How to Encrypt Online Files
Tech

How to Encrypt Online Files

Did you know that the first half of 2019 saw more than 50% more data breaches than the same period in 2018?

Data breaches have become increasingly common in our modern technological world. But when we think of data breaches, we often think of Fortune 500 companies and well-known businesses. After all, look at how much media attention Capital One got last year after their major security breach.

What we often don’t hear about is personal breaches in data, despite how prevalent they are. These types of breaches happen when people are too trusting on the internet, reuse the same passwords multiple times, and fall prey to phishing scams.

Hackers have become highly motivated to access as many accounts as possible. Why? Because despite what the police tell you, crime does pay. Hackers are highly motivated by the payout they will receive for your confidential information.

So what can you be doing to protect yourself online? The answer to that is easy. Encrypting the files you upload will help to keep your information secure and out of the hands of hackers who look to profit from it.

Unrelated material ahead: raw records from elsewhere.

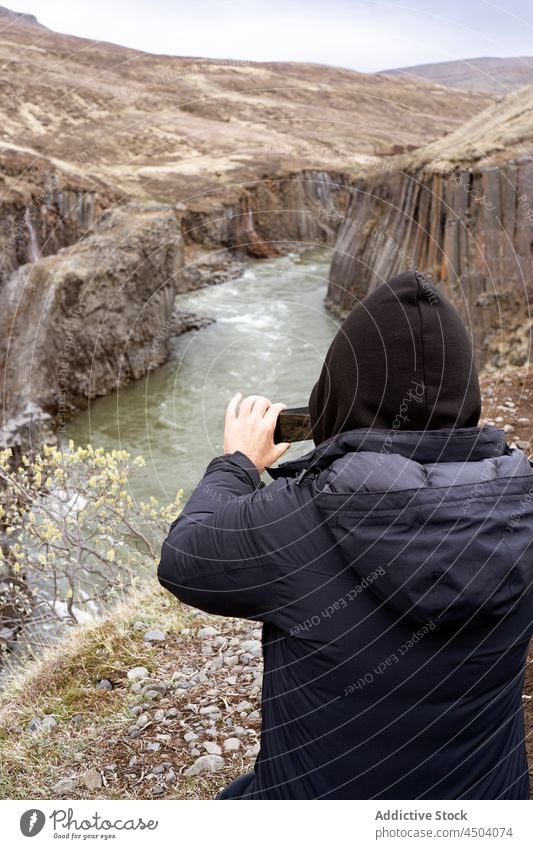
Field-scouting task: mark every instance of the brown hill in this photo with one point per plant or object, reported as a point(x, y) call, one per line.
point(166, 127)
point(489, 74)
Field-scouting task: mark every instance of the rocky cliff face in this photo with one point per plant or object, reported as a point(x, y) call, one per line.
point(88, 319)
point(462, 212)
point(43, 209)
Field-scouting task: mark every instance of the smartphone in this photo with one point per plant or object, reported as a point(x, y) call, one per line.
point(293, 425)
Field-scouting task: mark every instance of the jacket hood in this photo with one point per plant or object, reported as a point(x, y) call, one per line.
point(442, 517)
point(401, 358)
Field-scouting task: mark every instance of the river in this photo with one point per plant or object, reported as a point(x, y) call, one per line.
point(270, 336)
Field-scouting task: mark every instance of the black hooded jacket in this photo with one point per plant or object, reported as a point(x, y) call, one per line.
point(391, 567)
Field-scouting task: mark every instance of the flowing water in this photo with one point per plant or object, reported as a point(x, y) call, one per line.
point(269, 338)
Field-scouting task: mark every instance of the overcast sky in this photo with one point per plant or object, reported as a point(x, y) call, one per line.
point(367, 35)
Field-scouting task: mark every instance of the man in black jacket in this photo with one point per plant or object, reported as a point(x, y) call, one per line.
point(391, 566)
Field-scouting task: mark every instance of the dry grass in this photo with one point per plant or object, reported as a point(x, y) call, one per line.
point(62, 684)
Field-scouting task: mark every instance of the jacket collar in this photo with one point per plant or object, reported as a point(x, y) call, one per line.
point(424, 446)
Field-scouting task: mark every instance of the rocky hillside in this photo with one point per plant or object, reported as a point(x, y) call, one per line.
point(240, 157)
point(460, 210)
point(161, 701)
point(490, 74)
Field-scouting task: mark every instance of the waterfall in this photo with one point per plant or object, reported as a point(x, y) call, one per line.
point(33, 246)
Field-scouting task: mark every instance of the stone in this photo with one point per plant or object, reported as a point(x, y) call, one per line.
point(209, 710)
point(252, 646)
point(64, 787)
point(232, 744)
point(243, 706)
point(91, 779)
point(206, 763)
point(154, 635)
point(46, 723)
point(204, 633)
point(156, 687)
point(127, 262)
point(137, 673)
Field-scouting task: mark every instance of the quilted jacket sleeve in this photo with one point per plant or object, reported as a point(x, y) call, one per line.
point(218, 556)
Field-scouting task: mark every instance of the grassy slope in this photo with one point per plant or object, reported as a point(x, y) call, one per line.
point(62, 684)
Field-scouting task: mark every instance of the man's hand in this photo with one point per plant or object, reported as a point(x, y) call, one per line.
point(250, 429)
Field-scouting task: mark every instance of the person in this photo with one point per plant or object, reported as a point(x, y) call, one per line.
point(391, 567)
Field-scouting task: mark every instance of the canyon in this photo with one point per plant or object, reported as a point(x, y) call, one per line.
point(459, 210)
point(126, 178)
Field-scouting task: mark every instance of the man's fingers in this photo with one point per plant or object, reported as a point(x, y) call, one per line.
point(273, 412)
point(254, 404)
point(231, 409)
point(280, 449)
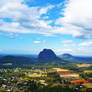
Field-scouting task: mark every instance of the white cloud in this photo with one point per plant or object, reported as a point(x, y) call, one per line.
point(67, 41)
point(86, 43)
point(36, 42)
point(24, 19)
point(77, 19)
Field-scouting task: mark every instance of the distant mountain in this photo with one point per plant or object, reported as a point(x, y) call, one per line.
point(15, 60)
point(76, 59)
point(47, 55)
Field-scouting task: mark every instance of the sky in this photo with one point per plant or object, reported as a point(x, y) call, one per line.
point(29, 26)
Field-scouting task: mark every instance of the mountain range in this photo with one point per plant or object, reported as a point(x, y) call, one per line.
point(46, 55)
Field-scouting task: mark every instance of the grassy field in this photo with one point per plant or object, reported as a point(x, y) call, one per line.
point(83, 65)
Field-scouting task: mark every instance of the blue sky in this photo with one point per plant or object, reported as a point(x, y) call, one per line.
point(28, 26)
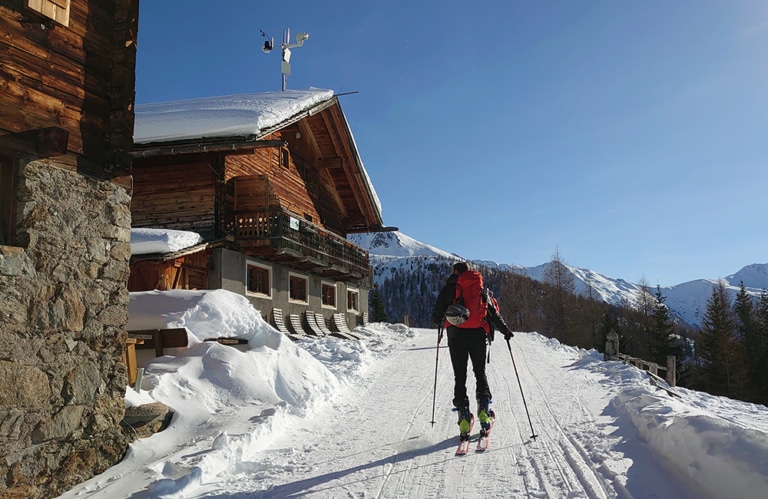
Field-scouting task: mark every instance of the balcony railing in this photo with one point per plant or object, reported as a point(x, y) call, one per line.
point(279, 235)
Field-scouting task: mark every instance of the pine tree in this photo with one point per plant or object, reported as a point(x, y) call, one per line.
point(661, 330)
point(559, 277)
point(745, 339)
point(376, 304)
point(717, 350)
point(760, 352)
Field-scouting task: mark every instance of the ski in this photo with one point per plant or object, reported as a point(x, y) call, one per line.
point(463, 447)
point(485, 434)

If you’re new to encrypting files, keep reading to get the inside scoop on how it’s done.

What is Encryption?

Before you can understand how to encrypt a file online, you should have a basic understanding of what encryption means. After all, if you don’t understand how it works, you won’t understand how it keeps you safe.

The encryption process scrambles the readable text in your data so that no unauthorized people can gain access to it. The type of data that encryption can protect is massive. From your running logs on your fitness app to your secure banking details stored online, encrypting your information will always make it more secure.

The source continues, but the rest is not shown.